La chef de service prend son sac et, d'un coup, le retourne sur son bureau, amoncelant un tas d'objets hétéroclites allant du rouge à lèvres au téléphone portable en passant par un chéquier, un stylo, des clefs, une petite bombe lacrymogène, des médicaments en vrac.
La jeune journaliste poursuit son argumentaire, considérant que tant qu'on ne lui a pas dit non, le oui est possible.
– L'ascension de Samuel Fincher dans le monde des échecs a été fulgurante. Toutes les télévisions du monde ont retransmis l'événement. Et puis tac, il meurt le soir même de sa victoire dans les bras du top model Natacha Andersen. Pas d'effraction. Pas de blessure. Cause apparente de la mort: la jouissance.
La chef du service Société trouve enfin ce qu'elle cherche.

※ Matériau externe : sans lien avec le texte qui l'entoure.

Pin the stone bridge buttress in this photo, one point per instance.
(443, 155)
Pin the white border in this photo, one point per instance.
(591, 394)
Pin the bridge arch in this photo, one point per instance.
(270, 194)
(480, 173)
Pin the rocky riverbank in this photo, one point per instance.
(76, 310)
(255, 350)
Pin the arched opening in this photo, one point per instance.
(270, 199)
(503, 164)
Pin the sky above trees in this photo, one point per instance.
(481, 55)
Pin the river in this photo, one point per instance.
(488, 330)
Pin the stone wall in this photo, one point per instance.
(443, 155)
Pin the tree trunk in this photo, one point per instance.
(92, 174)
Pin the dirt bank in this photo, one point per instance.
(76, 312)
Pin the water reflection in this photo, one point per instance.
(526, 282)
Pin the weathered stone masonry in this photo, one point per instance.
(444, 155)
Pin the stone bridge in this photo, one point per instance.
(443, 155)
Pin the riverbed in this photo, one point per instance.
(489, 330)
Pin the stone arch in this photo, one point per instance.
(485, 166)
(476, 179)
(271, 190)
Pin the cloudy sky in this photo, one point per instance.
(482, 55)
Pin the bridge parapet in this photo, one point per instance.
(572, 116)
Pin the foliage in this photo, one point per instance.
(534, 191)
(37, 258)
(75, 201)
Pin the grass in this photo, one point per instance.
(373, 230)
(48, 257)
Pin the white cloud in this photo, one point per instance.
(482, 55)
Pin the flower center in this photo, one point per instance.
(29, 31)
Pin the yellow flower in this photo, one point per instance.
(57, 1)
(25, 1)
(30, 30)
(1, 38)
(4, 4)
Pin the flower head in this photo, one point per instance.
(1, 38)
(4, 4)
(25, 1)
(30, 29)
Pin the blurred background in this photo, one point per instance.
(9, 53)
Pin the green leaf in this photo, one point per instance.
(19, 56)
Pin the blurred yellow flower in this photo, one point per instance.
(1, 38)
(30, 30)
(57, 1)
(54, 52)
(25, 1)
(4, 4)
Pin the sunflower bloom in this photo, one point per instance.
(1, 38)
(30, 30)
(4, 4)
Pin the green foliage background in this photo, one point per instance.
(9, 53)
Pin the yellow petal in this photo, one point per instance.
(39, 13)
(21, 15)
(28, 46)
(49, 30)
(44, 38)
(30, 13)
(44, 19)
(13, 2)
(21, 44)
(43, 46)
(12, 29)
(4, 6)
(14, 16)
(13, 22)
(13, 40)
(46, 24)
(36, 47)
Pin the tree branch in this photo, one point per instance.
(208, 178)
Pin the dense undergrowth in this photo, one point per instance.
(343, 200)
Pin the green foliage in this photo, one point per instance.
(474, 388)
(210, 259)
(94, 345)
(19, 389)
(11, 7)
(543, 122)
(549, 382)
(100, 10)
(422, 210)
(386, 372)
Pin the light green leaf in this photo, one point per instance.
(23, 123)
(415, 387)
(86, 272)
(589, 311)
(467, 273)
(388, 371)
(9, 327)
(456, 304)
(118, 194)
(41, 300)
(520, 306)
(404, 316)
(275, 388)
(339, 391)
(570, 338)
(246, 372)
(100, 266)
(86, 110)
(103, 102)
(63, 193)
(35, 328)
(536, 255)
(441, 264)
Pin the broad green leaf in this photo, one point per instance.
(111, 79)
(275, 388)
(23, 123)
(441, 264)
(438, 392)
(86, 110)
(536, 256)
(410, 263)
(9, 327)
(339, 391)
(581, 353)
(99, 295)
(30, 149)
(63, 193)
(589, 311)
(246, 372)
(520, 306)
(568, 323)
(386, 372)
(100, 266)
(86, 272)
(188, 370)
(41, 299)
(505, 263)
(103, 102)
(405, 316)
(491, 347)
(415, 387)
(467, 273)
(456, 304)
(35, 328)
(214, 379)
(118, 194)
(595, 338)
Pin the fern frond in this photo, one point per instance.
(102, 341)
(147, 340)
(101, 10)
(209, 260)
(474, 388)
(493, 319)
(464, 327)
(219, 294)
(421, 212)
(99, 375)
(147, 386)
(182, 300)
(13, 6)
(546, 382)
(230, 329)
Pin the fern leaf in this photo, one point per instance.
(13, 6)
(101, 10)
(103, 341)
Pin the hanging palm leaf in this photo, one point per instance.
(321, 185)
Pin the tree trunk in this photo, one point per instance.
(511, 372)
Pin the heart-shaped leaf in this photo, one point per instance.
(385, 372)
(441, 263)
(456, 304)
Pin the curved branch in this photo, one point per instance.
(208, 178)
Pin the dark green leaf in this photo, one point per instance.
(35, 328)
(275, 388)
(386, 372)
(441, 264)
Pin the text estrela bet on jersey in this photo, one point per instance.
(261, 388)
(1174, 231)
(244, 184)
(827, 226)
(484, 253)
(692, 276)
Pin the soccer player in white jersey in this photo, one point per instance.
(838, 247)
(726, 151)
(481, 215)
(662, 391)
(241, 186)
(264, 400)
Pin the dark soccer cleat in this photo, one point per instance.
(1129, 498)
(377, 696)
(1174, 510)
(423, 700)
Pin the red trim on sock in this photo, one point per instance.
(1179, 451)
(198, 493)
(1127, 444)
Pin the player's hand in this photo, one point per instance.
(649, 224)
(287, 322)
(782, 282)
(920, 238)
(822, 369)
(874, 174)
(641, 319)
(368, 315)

Un cigare. Elle le dégage de son étui de cellophane et le hume.
– Mmm… Natacha Andersen, c'est ce superbe mannequin blond aux jambes interminables et aux grands yeux bleus qui a fait la couverture de Belle la semaine dernière, non? Est-ce qu'on a des photos d'elle déshabillée?
Olaf Lindsen, le directeur artistique qui jusque-là griffonnait sur un cahier, se réveille.
– Heu. Non. Malgré sa réputation sulfureuse, ou peut-être justement à cause d'elle, elle n'a jamais voulu poser nue. Seulement en maillot. Au mieux, disons en «maillot mouillé».
Christiane Thénardier tranche le bout de son cigare à l'aide d’une petite guillotine, mâchouille l'extrémité et crache un bout marron dans sa poubelle.